Cyber Security

• Minimizing the exposure of systems to external networks
• Implement network segmentation
• Establish role-based access controls and implement system logging
• Implement passwords policy
• Institution level cyber security awareness
• Perform regular vulnerability assessment and penetration testing

Minimizing the exposure of systems to external networks

• nstall and configure gateway firewall, IPsec and SSL VPN, and wireless;
• Configure inbound and outbound Access Control List (ACL) to control only required and legitimate traffic only to be allowed to go in and out of the network;
• Close all the ports and only open the required port;
• Avoid “any” “any” rules set up in all the configurations;
• All rules must be configured to ensure no “ unwanted services” or “hosts” are exposed to the internet, web protection anti-malware, web and app visibility, control, and protection;
• Implement network segregation by having Demilitarized Zone (DMZ) for public facing servers, server zone and user zone;
• Ensure that the network is secure by segregating different administrative duties;
  consider network protection including IPS, REB, HYML5 VPN, ATP, and Security
  Heartbeat.
• All remote access to ICT infrastructure should be done via VPN.

Implement network segmentation

• Access control: should start with IT assets, data, and personnel classification into specific groups, and restrict related access through VLAN.
• Access management: access to VLANs should be restricted by isolating them from one another and dispatching resources into different VLANs, so that a compromised system in one segment does not translate into exploitation of the entire network.
• Use of secure remote access methods: any remote access to the organization network or system should be secured through VPN for any remote access required. Remote access should be further hardened by limiting the number of IP addresses that are allowed to connect remotely for security and safeness.
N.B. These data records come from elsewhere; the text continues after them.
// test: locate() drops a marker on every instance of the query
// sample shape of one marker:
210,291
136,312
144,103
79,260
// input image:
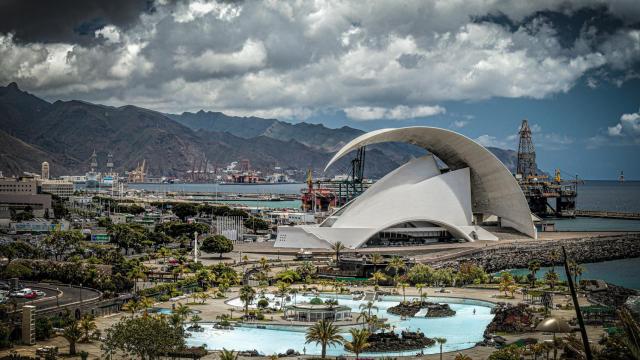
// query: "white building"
61,188
420,202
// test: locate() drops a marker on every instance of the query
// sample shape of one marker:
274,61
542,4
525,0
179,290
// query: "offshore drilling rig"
546,197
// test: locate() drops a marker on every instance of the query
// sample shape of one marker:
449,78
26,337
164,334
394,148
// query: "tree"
63,242
183,311
506,282
396,264
137,272
217,244
324,333
376,259
87,327
368,306
441,341
72,333
533,267
511,352
460,356
551,277
227,355
338,246
378,276
143,337
247,295
404,285
576,270
184,210
420,291
129,236
631,330
359,341
256,224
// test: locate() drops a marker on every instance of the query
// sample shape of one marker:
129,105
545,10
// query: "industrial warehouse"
422,202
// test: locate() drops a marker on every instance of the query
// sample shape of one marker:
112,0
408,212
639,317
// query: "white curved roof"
494,190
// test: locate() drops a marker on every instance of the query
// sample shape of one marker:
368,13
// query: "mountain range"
65,133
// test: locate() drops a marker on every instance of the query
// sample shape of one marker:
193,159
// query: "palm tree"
441,341
359,341
396,264
72,333
145,303
227,355
576,270
164,253
554,257
203,296
337,247
324,333
632,332
376,259
422,294
552,278
131,306
247,294
533,267
182,310
87,326
368,306
404,287
460,356
138,272
377,277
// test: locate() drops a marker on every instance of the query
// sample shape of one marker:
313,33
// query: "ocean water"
219,188
622,272
609,196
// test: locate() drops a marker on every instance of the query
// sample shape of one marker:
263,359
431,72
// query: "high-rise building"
44,173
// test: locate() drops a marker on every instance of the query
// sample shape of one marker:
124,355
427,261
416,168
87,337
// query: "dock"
608,214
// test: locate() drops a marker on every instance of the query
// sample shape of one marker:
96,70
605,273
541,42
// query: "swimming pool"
462,331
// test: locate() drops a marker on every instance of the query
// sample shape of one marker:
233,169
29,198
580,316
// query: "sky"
572,68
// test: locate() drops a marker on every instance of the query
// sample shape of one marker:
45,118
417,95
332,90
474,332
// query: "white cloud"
625,132
459,124
190,11
251,56
375,60
400,112
491,141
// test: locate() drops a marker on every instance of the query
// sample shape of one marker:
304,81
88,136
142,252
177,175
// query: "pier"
608,214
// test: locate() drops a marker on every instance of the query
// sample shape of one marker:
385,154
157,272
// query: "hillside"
65,133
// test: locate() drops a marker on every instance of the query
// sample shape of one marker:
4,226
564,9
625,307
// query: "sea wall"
581,250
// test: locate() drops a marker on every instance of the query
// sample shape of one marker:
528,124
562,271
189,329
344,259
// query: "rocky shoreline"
412,308
511,319
390,341
582,250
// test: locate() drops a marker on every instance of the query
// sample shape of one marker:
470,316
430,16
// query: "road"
65,295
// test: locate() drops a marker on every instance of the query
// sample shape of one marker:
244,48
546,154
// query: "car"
21,292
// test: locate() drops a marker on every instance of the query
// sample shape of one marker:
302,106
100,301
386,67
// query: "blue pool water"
270,341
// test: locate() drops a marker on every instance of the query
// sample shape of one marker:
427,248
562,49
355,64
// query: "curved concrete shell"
494,190
419,199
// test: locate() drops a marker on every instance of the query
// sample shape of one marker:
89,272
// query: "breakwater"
548,253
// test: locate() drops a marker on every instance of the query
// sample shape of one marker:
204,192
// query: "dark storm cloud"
70,21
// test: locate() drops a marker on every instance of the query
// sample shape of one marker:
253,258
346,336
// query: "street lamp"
554,325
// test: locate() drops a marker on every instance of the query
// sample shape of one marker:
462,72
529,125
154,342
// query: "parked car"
21,292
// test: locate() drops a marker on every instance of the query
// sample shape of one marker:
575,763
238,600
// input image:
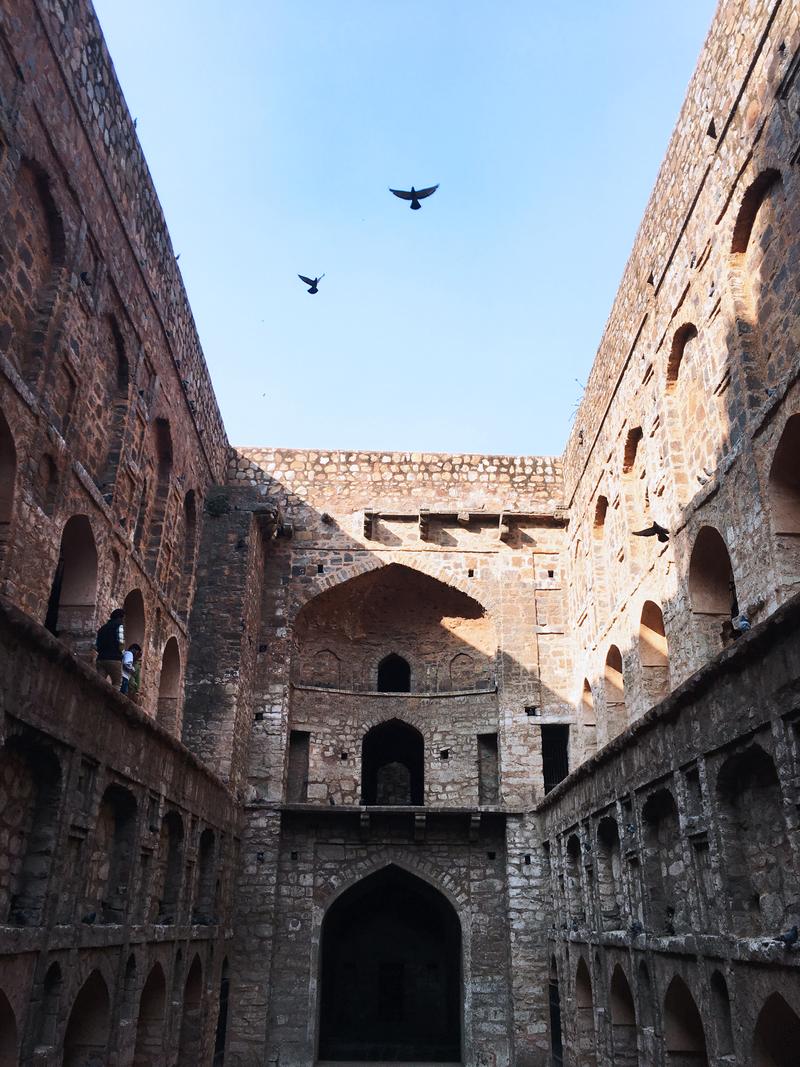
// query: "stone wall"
672,862
694,386
120,850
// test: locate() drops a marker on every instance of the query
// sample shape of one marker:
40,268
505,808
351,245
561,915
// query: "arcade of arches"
436,758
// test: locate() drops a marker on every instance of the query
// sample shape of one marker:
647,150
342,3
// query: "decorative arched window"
393,765
653,654
394,674
617,717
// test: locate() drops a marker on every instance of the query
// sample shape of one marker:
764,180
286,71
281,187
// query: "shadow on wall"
707,423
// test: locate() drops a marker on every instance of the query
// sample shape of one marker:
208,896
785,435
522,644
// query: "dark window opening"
297,782
394,674
393,765
489,771
555,754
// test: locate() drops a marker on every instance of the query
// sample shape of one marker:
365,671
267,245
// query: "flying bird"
654,530
415,195
314,282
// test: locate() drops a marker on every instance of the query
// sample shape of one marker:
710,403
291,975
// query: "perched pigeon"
415,195
654,530
789,937
314,282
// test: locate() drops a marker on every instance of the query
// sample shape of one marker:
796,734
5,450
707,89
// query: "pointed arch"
70,610
777,1036
150,1022
169,685
9,1039
393,764
623,1020
86,1035
783,489
617,716
386,936
755,841
585,1008
190,1039
653,654
684,1036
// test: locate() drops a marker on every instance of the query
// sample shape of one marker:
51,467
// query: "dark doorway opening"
394,674
390,973
393,765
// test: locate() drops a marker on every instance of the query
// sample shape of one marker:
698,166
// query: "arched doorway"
390,981
393,765
70,609
394,674
88,1029
169,686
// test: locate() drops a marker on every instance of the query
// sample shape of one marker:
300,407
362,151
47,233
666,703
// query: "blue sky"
273,131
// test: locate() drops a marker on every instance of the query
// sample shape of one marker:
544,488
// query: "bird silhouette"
415,195
789,937
654,530
314,282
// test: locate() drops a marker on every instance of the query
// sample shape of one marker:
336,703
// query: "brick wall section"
734,877
58,714
709,377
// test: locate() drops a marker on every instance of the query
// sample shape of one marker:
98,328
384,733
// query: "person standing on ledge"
109,646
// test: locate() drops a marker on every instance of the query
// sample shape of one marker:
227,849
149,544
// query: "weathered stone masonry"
435,759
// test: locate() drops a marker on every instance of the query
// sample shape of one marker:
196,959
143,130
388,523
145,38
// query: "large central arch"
392,974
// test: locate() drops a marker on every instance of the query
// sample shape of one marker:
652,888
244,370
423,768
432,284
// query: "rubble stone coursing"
168,865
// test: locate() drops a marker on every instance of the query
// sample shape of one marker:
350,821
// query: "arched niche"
653,654
588,720
623,1020
111,859
9,1039
712,589
755,843
8,483
784,506
70,609
34,239
134,618
777,1035
222,1015
169,685
393,765
557,1041
86,1035
390,973
585,1007
684,1036
190,1038
389,609
150,1022
665,873
609,874
30,794
394,674
617,716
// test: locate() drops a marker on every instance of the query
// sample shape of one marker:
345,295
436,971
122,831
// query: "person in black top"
109,645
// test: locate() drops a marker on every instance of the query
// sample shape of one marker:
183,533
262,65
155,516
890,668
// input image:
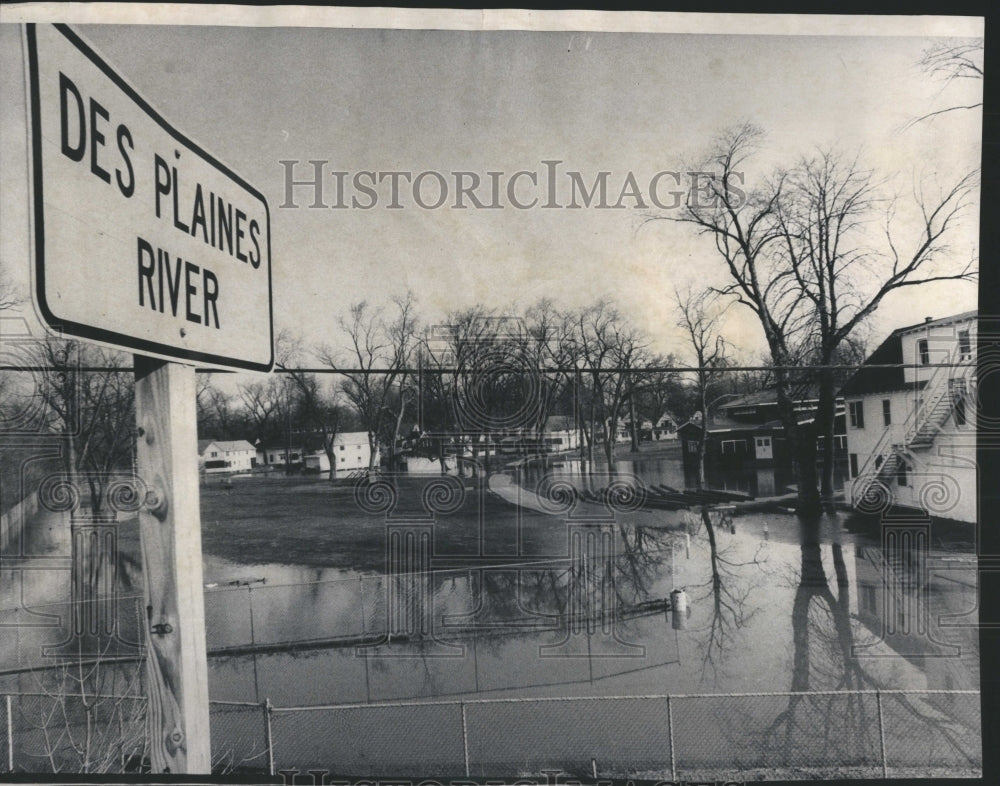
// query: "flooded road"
569,620
824,610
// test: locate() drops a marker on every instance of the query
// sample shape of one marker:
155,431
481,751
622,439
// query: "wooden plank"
170,531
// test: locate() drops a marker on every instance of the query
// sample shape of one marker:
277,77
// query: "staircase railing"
896,437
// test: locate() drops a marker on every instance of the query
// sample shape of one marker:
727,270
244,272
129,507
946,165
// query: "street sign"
142,240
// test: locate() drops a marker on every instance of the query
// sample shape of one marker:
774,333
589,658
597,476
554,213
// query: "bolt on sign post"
143,241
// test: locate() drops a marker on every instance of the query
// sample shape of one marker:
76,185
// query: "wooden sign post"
145,242
170,531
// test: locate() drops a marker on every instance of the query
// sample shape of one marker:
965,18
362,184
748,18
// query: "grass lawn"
309,521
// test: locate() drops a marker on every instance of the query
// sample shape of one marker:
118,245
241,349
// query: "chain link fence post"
10,734
670,733
881,732
268,739
465,740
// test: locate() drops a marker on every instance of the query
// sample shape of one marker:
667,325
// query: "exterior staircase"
920,429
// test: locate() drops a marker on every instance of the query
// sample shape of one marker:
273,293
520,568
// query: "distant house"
747,431
351,452
560,433
664,428
274,454
911,434
732,443
221,456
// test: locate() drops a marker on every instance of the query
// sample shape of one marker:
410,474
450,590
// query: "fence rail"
858,733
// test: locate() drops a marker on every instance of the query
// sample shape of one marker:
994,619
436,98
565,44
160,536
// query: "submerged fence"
862,733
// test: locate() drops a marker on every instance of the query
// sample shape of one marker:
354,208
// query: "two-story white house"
351,452
221,456
911,431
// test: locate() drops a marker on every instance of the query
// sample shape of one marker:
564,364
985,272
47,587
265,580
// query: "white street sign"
142,240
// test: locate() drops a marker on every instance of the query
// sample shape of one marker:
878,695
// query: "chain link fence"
846,734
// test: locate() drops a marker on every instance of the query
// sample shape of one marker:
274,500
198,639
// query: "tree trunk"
635,426
826,414
802,448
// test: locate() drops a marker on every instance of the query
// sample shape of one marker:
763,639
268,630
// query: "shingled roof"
882,380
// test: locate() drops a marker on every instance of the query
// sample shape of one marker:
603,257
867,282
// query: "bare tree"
801,256
88,716
94,410
828,216
699,320
611,349
379,353
952,61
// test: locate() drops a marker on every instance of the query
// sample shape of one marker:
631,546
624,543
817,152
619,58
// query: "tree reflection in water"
848,726
730,588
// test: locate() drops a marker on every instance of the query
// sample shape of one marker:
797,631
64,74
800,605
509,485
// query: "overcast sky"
504,101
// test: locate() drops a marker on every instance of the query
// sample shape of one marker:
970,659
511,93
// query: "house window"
964,344
958,397
869,598
734,447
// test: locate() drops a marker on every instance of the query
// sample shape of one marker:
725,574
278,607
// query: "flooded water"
484,601
794,608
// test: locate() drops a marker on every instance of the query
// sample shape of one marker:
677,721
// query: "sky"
505,101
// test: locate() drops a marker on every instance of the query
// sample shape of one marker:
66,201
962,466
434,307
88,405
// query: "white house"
273,454
351,452
219,456
911,431
560,434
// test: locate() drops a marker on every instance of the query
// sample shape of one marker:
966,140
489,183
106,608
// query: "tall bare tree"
699,320
830,215
801,254
379,352
611,349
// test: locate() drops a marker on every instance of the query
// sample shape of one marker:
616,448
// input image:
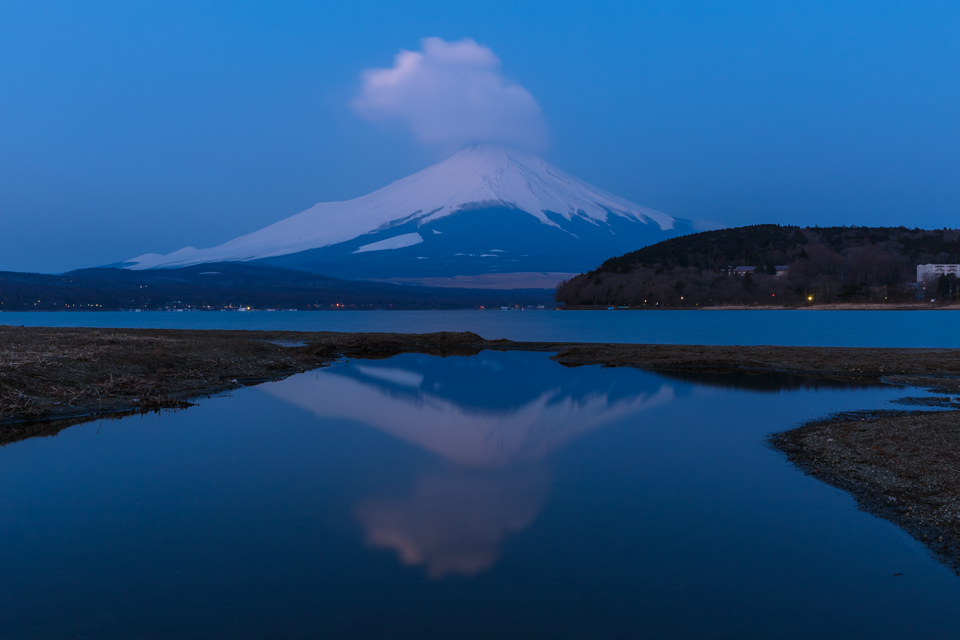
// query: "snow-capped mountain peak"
483,176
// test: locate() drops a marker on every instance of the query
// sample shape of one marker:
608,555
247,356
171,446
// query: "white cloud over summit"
452,94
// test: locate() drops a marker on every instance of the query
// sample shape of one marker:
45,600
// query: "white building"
930,272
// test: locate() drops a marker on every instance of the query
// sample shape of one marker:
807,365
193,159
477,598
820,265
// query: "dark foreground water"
494,496
795,328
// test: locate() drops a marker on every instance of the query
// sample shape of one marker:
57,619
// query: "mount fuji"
488,214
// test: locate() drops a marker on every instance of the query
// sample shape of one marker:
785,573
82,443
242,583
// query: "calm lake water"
797,328
493,496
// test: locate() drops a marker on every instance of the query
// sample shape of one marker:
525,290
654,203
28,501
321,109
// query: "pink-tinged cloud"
450,95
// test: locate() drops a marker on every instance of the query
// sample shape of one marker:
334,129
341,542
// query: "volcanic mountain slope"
486,210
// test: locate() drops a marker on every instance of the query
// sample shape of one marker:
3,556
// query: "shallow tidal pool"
492,496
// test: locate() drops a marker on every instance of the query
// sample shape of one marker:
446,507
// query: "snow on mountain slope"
477,177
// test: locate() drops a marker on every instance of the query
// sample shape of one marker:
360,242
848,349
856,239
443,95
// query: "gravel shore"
903,465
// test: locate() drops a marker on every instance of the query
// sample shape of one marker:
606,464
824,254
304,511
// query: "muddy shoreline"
902,465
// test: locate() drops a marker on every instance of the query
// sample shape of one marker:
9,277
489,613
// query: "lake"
492,496
786,327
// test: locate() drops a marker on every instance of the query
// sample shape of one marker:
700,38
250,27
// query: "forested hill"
827,264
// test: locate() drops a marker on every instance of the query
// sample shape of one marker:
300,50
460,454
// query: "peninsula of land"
900,464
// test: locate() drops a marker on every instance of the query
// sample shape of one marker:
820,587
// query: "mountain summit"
486,210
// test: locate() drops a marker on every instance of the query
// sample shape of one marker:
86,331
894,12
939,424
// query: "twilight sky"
128,128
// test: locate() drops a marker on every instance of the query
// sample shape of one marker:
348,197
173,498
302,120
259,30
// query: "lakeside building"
781,270
929,272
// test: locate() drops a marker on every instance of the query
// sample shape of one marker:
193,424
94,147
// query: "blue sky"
128,128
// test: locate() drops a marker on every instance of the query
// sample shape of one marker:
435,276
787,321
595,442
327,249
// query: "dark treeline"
232,285
826,265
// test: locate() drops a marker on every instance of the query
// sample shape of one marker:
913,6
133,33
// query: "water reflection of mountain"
487,411
493,420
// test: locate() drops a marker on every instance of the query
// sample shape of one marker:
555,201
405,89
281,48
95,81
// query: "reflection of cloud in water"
469,438
454,522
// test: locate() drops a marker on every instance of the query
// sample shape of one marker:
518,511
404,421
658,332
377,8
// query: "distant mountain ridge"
826,265
487,209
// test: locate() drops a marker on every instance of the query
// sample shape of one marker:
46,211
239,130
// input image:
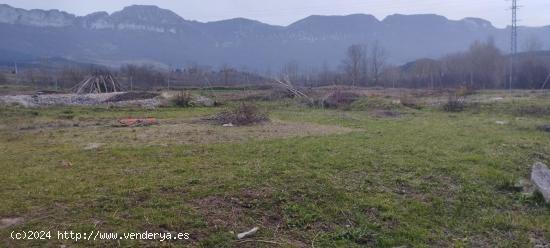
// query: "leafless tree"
355,63
378,56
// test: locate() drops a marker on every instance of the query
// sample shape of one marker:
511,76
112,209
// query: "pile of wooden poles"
98,83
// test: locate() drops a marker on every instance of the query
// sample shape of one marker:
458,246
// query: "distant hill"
149,34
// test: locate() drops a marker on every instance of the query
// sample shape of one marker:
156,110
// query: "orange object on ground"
130,122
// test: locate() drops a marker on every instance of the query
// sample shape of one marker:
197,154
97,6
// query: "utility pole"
16,72
514,42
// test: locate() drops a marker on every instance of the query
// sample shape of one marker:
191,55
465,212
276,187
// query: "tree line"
482,66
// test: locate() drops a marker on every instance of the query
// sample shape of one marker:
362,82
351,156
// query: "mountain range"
149,34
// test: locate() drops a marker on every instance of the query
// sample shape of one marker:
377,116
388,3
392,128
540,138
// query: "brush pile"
243,115
98,83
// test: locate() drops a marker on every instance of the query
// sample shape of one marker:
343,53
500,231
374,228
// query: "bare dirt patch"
240,211
193,133
7,222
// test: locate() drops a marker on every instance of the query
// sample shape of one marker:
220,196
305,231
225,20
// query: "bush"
242,115
340,99
409,102
182,99
454,104
3,79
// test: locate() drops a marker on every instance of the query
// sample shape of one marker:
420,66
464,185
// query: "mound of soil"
241,116
131,96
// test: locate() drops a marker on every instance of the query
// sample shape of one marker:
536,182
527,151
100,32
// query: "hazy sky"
284,12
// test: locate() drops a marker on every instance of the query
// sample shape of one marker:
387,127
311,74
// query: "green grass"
426,179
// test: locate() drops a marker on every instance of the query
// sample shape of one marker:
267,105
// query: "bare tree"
355,63
378,58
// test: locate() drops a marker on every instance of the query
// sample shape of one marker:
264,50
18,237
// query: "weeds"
455,103
340,99
183,99
242,115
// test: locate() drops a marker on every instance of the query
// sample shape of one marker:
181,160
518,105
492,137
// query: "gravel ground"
75,100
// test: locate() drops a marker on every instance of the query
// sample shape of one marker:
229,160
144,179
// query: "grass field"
311,178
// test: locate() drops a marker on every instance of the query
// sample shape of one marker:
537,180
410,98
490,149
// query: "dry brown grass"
185,133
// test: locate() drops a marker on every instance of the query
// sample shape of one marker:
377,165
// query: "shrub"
454,104
3,79
242,115
182,99
464,90
340,99
409,102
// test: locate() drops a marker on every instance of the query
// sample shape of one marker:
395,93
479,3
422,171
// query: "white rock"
248,233
540,175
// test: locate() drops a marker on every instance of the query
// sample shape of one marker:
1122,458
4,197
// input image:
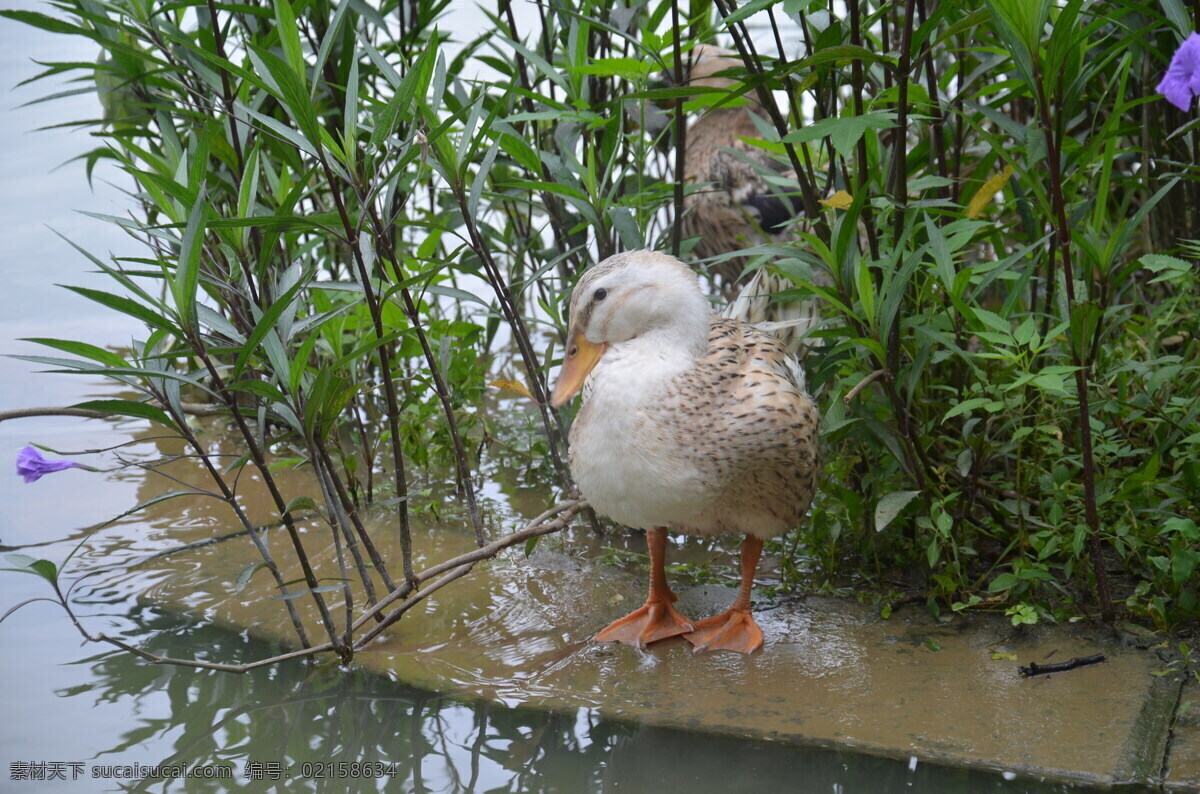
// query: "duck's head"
639,294
706,61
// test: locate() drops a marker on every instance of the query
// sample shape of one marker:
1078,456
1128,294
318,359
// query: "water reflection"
324,729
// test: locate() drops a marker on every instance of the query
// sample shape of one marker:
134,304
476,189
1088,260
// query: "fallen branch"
453,569
1060,667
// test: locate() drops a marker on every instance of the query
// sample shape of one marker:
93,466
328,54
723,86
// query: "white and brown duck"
690,422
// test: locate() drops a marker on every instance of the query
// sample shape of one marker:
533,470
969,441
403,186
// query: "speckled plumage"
690,421
718,438
733,203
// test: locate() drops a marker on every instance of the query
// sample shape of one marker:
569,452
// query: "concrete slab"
1183,758
832,672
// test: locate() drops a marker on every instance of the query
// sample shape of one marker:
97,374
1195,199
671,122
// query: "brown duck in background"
732,205
690,422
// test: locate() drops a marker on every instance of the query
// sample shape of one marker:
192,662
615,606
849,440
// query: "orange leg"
657,619
733,629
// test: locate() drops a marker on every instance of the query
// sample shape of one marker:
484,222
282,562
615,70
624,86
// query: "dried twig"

Establish role-based access controls and implement system logging

• Role-based access control: access to network resources should be granted or denied based on job functions. Permissions should be defined based on the level of access needed to perform job functions and related duties.
• Standard operating procedures: should be established to allow the removal from network access of former employees and contractors.
• Logging capability for each system: should be implemented for each user and for each activity.

Implement passwords policy

• Strictly use strong passwords with minimum 8 characters comprised of alpha numerical and special characters, as was described in section 6.3;
• Users should have different passwords for different accounts;
• All default passwords must be changed upon installation of new software or new
  Operating System (OS);
• Failed login attempts should be limited to three times and then lock the user;
• Account lockout duration should be at minimum 20 minutes at maximum 1hour.
• A two-factor authentication should be set up for critical applications and/or systems.

Institution level cyber security awareness

Government institution must plan for and conduct regular internal cyber security awareness for end users at 3 times per year in partnership with RISA.

Perform regular vulnerability assessment and penetration testing

• Preventive maintenance: government institutions should plan and perform IT infrastructure vulnerability assessment and penetration testing at least once a year.
• Incidence response: government institutions should be prepared to mitigate or to respond as quickly as possible to a cyber-incident, which can hit the organization. A proper disaster recovery plan should also be put in place to insure business continuity while recovering from such an incident.